Они покидают вагон самыми последними. Идут к выходу с вокзала так долго, что Мингю начинает казаться, будто идти они будут до вечера. Чонхо то и дело останавливается, нервно вытирает руки о штаны, вздыхает глубоко и рвано, а он просто стоит рядом и ждет, всегда готовый протянуть руку, чтобы за нее могли схватиться.

– Чонхо!

Они оба замирают на лестнице. Мингю смотрит вниз и видит у ее подножия молодую женщину с высветленными волосами, обрезанными по плечи. Такие же огромные глаза, как и у Чонхо. Острые плечи и тонкие запястья, на которых звенят браслеты, когда она поднимает руки и машет им.

– Кажется, меня сейчас вырвет, – шепчет Чонхо.

– Тихо, спокойно, все нормально, – начинает тараторить Мингю и тянет его за собой.

Сначала он подумал, что Чонхо внешностью пошел в отца, но теперь, когда прямо перед ним стоит его мать, Мингю окончательно убеждается, что самое красивое он взял от нее. Глаза особенно. Просто один в один. И как он раньше не замечал, что у Чонхо настолько красивая мать? Она многим отличается от той женщины, которую он привык видеть в своем мире, но все равно… Они так до боли похожи.

– Хорошо добрались? – спрашивают у них осторожно; Куки заинтересованно ведет носом и начинает вилять хвостом.

– Да, спасибо, – отвечает Мингю вместо Чонхо, который неловко отводит взгляд, стремительно зеленея. – Простите, что так долго, поезд уже давно приехал, но мы…
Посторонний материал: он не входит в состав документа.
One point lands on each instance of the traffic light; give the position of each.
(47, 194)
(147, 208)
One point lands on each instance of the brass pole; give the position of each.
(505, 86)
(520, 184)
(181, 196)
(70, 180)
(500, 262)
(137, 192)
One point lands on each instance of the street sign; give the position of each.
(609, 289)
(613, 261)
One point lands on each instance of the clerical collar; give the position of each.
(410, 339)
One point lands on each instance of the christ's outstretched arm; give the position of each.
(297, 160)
– Ничего страшного, – с энтузиазмом заверяют его. – Пойдемте, моя машина припаркована совсем рядом. Ты ведь Мингю, верно? Прости, что знаю только твое имя, так неловко. Надеюсь, смогу узнать тебя получше за эти выходные.

– Я тоже, – кивает он, незаметно шлепая Чонхо по спине.
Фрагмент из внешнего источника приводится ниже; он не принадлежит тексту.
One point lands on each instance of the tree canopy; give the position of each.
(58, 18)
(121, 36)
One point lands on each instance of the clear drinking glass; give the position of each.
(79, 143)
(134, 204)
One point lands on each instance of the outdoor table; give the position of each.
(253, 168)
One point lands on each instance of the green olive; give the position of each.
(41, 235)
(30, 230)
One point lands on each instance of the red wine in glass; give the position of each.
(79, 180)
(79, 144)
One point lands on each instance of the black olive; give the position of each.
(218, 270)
– Меня зовут Пак Дахён, но ты можешь звать меня мамой, – улыбается женщина, с беспокойством поглядывая на Чонхо.

Мингю вежливо улыбается в ответ, снова кивает. А потом немного смущается, когда наблюдает за тем, как к Чонхо неловко подступают и берут за руки, так же неловко пожимая. Тот теряется, бегая глазами. Его губы подрагивают в попытке выдавить из себя улыбку. Мингю понимает, правда. Понимает, насколько сложно вот так лицом к лицу встретиться с человеком, который вообще-то был для тебя всем. А потом вдруг взял и исчез.

– Я купила тебе печенье с арахисовой пастой, – мягко улыбается Дахён. – Помню, как ты любил их в детстве, а мы никогда не могли позволить себе покупать их много, ибо в то время импортные продукты стоили слишком дорого.

– Спасибо. – Чонхо немного оттаивает, но продолжает смотреть вниз, а не на свою мать. – Прости, я просто немного…

– Все в порядке. – Его пару раз мягко хлопают по щеке. – У нас есть время. – Она наклоняется и ласково тормошит Куки по шерсти.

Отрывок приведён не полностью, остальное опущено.